The Candy House by Jennifer Egan (2022)
Description: Egan imagines a world in which everyone can upload their memories and in exchange can access everyone else's memories. A series of loosely related characters through time and space grapple with the technology's implications and their part in it. The story mechanism is analog to that in a Visit from the Goon Squad, but reading them in order is not required.
My take: As a Goon Squad fan, I was both thrilled and terrified to crack this book open. What if it’s not as good? I wasn't disappointed. I love the storytelling mechanism, the web of related characters, and how we get to know each character’s perspective differently in a short number of pages. Of course, I also enjoyed the myriad music related details and plot lines, including that gold record awards cannot be played! (Link to buy).
Bonus fact: The author went to Penn and the book includes a Penn mention early on. Egan, like Doerr below, is a Pulitzer Prize-winning author.
Cloud Cuckoo Land by Anthony Doerr (2021) (previously featured in issue 35)
Description: The book follows the adventures of five characters in three different time periods from medieval Constantinople to the near future. All five characters are bound together by the story in an ancient Greek text. Each story explores friendship, love for a story, and humans’ connections to nature, which the author encourages us to believe is worth preserving and coming back to.
My take: This was the kind of book that made me want to cancel all my plans to keep reading; I just could not put it down. The plot is fascinating in bite-sized and quick chapters with expected and unexpected twists.

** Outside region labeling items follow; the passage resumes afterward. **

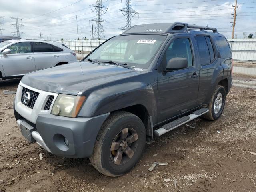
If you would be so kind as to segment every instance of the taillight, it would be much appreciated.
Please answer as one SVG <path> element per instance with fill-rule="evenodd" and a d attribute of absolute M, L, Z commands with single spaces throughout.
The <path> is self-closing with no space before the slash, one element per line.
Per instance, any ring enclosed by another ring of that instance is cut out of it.
<path fill-rule="evenodd" d="M 230 67 L 230 70 L 231 70 L 231 74 L 230 74 L 232 75 L 233 74 L 233 59 L 231 59 L 231 66 Z"/>

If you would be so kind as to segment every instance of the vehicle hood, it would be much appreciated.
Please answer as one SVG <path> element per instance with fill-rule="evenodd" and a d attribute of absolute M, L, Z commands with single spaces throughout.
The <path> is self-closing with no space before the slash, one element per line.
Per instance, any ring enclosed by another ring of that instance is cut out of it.
<path fill-rule="evenodd" d="M 136 75 L 143 71 L 89 62 L 72 63 L 25 75 L 26 85 L 49 92 L 77 95 L 86 88 Z"/>

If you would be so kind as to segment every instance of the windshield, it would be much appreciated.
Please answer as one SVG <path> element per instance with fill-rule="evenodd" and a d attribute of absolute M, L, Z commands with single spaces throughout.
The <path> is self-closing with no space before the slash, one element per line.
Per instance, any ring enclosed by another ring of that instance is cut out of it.
<path fill-rule="evenodd" d="M 11 42 L 12 42 L 10 41 L 6 41 L 0 43 L 0 50 L 1 50 L 4 46 L 7 45 L 8 44 Z"/>
<path fill-rule="evenodd" d="M 112 61 L 132 67 L 147 69 L 166 36 L 132 35 L 117 36 L 95 50 L 86 59 Z"/>

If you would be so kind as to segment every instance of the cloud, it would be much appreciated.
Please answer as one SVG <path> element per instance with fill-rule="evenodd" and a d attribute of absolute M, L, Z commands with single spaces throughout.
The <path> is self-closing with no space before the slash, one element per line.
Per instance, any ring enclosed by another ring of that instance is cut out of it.
<path fill-rule="evenodd" d="M 89 20 L 96 17 L 96 13 L 93 12 L 89 5 L 95 3 L 95 0 L 80 1 L 65 8 L 52 13 L 46 14 L 55 10 L 71 4 L 78 0 L 25 0 L 22 1 L 4 1 L 1 3 L 0 16 L 4 16 L 2 28 L 4 34 L 10 35 L 16 30 L 10 24 L 15 23 L 10 17 L 22 18 L 20 31 L 24 33 L 22 37 L 38 38 L 39 31 L 43 34 L 45 39 L 76 39 L 77 38 L 76 19 L 78 24 L 80 38 L 91 38 L 91 25 L 95 24 Z M 240 1 L 238 4 L 237 20 L 235 34 L 238 37 L 242 36 L 243 32 L 250 32 L 256 31 L 256 28 L 252 28 L 250 23 L 254 20 L 254 3 L 245 3 Z M 231 36 L 232 27 L 231 14 L 232 12 L 233 1 L 215 0 L 137 0 L 135 5 L 132 1 L 132 8 L 139 13 L 132 18 L 132 25 L 148 23 L 173 22 L 182 22 L 198 25 L 216 27 L 218 31 L 228 37 Z M 102 0 L 102 4 L 108 8 L 102 18 L 108 22 L 103 23 L 105 37 L 118 34 L 123 31 L 118 30 L 126 26 L 126 16 L 121 12 L 117 15 L 118 9 L 126 7 L 125 1 L 120 0 Z M 250 8 L 251 7 L 251 8 Z"/>

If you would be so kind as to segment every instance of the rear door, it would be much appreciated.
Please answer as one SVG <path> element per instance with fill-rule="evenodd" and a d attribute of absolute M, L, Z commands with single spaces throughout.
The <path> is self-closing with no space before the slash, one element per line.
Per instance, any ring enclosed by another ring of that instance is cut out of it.
<path fill-rule="evenodd" d="M 2 56 L 6 76 L 24 75 L 36 70 L 30 42 L 15 43 L 6 48 L 10 49 L 11 53 Z"/>
<path fill-rule="evenodd" d="M 224 78 L 232 76 L 232 56 L 229 44 L 224 37 L 215 36 L 217 46 L 220 53 L 220 64 L 224 68 Z"/>
<path fill-rule="evenodd" d="M 164 121 L 196 107 L 199 76 L 190 36 L 177 35 L 166 48 L 161 70 L 158 73 L 158 121 Z M 186 68 L 163 72 L 168 61 L 175 57 L 186 58 Z"/>
<path fill-rule="evenodd" d="M 218 57 L 212 36 L 207 34 L 195 36 L 199 58 L 200 81 L 197 105 L 207 104 L 218 82 L 222 80 L 223 69 Z"/>
<path fill-rule="evenodd" d="M 36 70 L 53 67 L 60 62 L 59 53 L 50 44 L 33 42 L 32 45 Z"/>

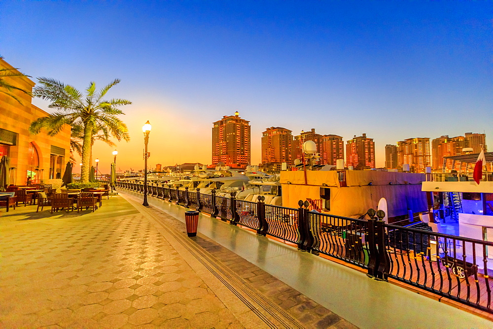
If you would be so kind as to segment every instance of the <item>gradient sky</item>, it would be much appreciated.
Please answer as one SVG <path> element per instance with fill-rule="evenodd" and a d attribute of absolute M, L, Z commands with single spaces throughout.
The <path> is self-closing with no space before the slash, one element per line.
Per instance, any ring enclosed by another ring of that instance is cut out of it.
<path fill-rule="evenodd" d="M 385 145 L 408 138 L 486 132 L 493 149 L 492 14 L 490 1 L 2 0 L 0 54 L 35 81 L 121 79 L 122 170 L 143 166 L 147 120 L 151 167 L 210 164 L 211 123 L 237 110 L 253 164 L 280 126 L 365 132 L 383 166 Z M 113 149 L 95 145 L 103 172 Z"/>

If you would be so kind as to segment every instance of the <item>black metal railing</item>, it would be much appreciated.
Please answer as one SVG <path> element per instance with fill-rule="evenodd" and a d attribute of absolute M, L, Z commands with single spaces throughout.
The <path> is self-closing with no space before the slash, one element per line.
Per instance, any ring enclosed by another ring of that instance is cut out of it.
<path fill-rule="evenodd" d="M 238 224 L 252 230 L 257 230 L 260 225 L 257 214 L 257 203 L 250 201 L 235 200 Z"/>
<path fill-rule="evenodd" d="M 176 203 L 180 205 L 186 205 L 186 192 L 187 191 L 176 189 Z"/>
<path fill-rule="evenodd" d="M 325 214 L 309 212 L 311 228 L 318 239 L 314 248 L 319 252 L 368 267 L 369 247 L 364 238 L 368 222 Z"/>
<path fill-rule="evenodd" d="M 383 226 L 388 277 L 492 312 L 493 242 Z"/>
<path fill-rule="evenodd" d="M 140 192 L 142 184 L 117 182 Z M 152 195 L 296 244 L 302 251 L 322 253 L 359 266 L 370 277 L 388 278 L 493 313 L 493 242 L 385 224 L 370 209 L 369 219 L 156 187 Z M 377 213 L 377 214 L 378 213 Z M 429 228 L 425 225 L 425 228 Z"/>
<path fill-rule="evenodd" d="M 298 228 L 299 213 L 298 209 L 293 208 L 266 204 L 267 234 L 297 243 L 300 240 L 300 232 Z"/>

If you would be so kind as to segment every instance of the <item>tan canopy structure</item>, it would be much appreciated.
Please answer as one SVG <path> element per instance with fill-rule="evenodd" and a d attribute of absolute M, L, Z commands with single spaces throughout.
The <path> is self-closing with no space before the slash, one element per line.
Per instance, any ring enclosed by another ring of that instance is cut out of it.
<path fill-rule="evenodd" d="M 306 173 L 305 183 L 303 171 L 281 172 L 284 206 L 297 208 L 299 200 L 320 199 L 325 193 L 321 189 L 329 189 L 330 210 L 327 212 L 335 215 L 358 217 L 370 208 L 377 209 L 382 197 L 387 200 L 389 217 L 427 209 L 426 194 L 421 191 L 423 174 L 374 170 Z"/>

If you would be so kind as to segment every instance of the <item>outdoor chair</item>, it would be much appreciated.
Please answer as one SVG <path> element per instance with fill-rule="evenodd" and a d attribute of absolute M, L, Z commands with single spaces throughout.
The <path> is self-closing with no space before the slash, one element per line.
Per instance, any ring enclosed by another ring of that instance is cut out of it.
<path fill-rule="evenodd" d="M 17 197 L 16 200 L 17 205 L 19 205 L 19 202 L 23 202 L 25 207 L 28 202 L 33 204 L 33 195 L 28 194 L 24 190 L 18 190 L 15 191 L 15 196 Z"/>
<path fill-rule="evenodd" d="M 37 212 L 39 210 L 40 207 L 41 207 L 41 211 L 42 211 L 43 207 L 50 205 L 51 205 L 51 199 L 48 197 L 46 192 L 38 192 L 37 208 L 36 209 L 36 212 Z"/>
<path fill-rule="evenodd" d="M 13 192 L 14 191 L 19 190 L 19 188 L 17 186 L 14 186 L 13 185 L 10 185 L 7 187 L 7 192 Z"/>
<path fill-rule="evenodd" d="M 56 193 L 53 195 L 51 199 L 51 213 L 53 213 L 53 210 L 56 209 L 58 211 L 59 209 L 66 208 L 66 211 L 69 212 L 69 209 L 72 209 L 73 211 L 73 199 L 69 197 L 69 195 L 67 193 Z"/>
<path fill-rule="evenodd" d="M 98 202 L 98 198 L 94 196 L 92 193 L 82 192 L 79 195 L 79 197 L 77 198 L 77 212 L 79 212 L 79 209 L 82 209 L 83 207 L 85 207 L 86 209 L 92 208 L 93 212 L 98 209 L 96 203 Z"/>
<path fill-rule="evenodd" d="M 101 193 L 101 192 L 104 192 L 105 191 L 104 190 L 95 190 L 95 189 L 93 189 L 90 192 L 99 192 L 99 193 Z M 98 198 L 98 201 L 99 202 L 99 206 L 100 207 L 101 207 L 101 206 L 102 206 L 103 205 L 103 196 L 104 195 L 105 195 L 105 194 L 97 194 L 97 195 L 96 195 L 96 197 Z M 109 197 L 108 197 L 108 198 L 109 198 Z"/>
<path fill-rule="evenodd" d="M 7 212 L 8 212 L 8 208 L 13 207 L 15 209 L 15 201 L 17 199 L 14 192 L 7 192 L 6 193 L 0 193 L 0 207 L 5 206 L 7 208 Z"/>

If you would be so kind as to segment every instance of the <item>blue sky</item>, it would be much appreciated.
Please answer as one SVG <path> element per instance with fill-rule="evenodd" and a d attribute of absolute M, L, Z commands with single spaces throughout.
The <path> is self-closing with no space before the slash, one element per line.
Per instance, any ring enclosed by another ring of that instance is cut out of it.
<path fill-rule="evenodd" d="M 211 163 L 211 123 L 315 128 L 384 147 L 465 132 L 492 140 L 491 1 L 0 2 L 0 54 L 34 77 L 83 89 L 114 78 L 132 140 L 122 169 Z M 46 103 L 35 100 L 46 109 Z M 103 163 L 112 149 L 95 148 Z M 136 156 L 136 155 L 137 156 Z M 107 158 L 107 159 L 106 159 Z M 119 158 L 119 159 L 120 159 Z"/>

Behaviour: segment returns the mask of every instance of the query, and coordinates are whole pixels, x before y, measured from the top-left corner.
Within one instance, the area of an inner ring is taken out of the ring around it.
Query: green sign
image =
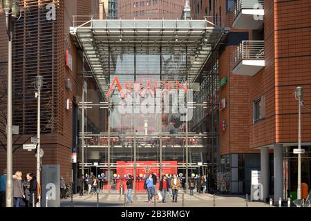
[[[223,77],[219,82],[219,88],[223,88],[227,84],[227,77]]]

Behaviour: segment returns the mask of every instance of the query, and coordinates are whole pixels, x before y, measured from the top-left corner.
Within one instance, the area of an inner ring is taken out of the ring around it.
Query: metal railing
[[[234,21],[242,9],[263,9],[263,0],[237,0],[234,5]]]
[[[264,41],[242,41],[234,52],[234,67],[242,60],[264,60]]]

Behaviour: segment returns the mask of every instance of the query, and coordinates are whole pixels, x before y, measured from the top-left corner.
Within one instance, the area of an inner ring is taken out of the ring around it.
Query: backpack
[[[144,189],[147,189],[147,179],[144,180]]]

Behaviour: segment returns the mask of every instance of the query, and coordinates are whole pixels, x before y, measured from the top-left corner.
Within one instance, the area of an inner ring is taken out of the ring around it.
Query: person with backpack
[[[15,207],[19,207],[21,200],[25,198],[25,193],[21,182],[21,172],[17,171],[12,176],[13,179],[13,198],[15,201]]]
[[[129,175],[129,180],[126,181],[126,187],[127,187],[127,192],[126,192],[126,198],[127,198],[127,203],[132,203],[132,192],[133,192],[133,180],[132,180],[132,175]]]
[[[149,174],[149,177],[146,180],[146,184],[148,191],[148,202],[152,203],[152,197],[153,196],[153,179],[152,174]]]
[[[39,202],[38,200],[38,182],[37,182],[37,177],[31,173],[30,175],[30,186],[29,193],[30,194],[30,200],[28,202],[28,206],[32,207],[32,202],[35,202],[35,205]]]
[[[163,176],[159,184],[159,191],[162,191],[162,202],[166,202],[165,197],[169,189],[171,189],[171,184],[169,180],[165,175]]]
[[[196,187],[196,180],[194,177],[189,179],[189,189],[190,191],[190,195],[194,195],[194,189]]]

The characters are loveable despite their flaws and fundamentally this book is a homage to storytelling and to our wondrous planet. (Link to buy).
Bonus tip: Anthony Doerr’s Pulitzer Prize-winning All The Light We Cannot See was previously featured in issue 5 on historical fiction.
Currently reading: Long Bright River by Liz Moore, set in Philadelphia. (Link to buy)
Thank you for reading and I hope there is a great weekend in your near future!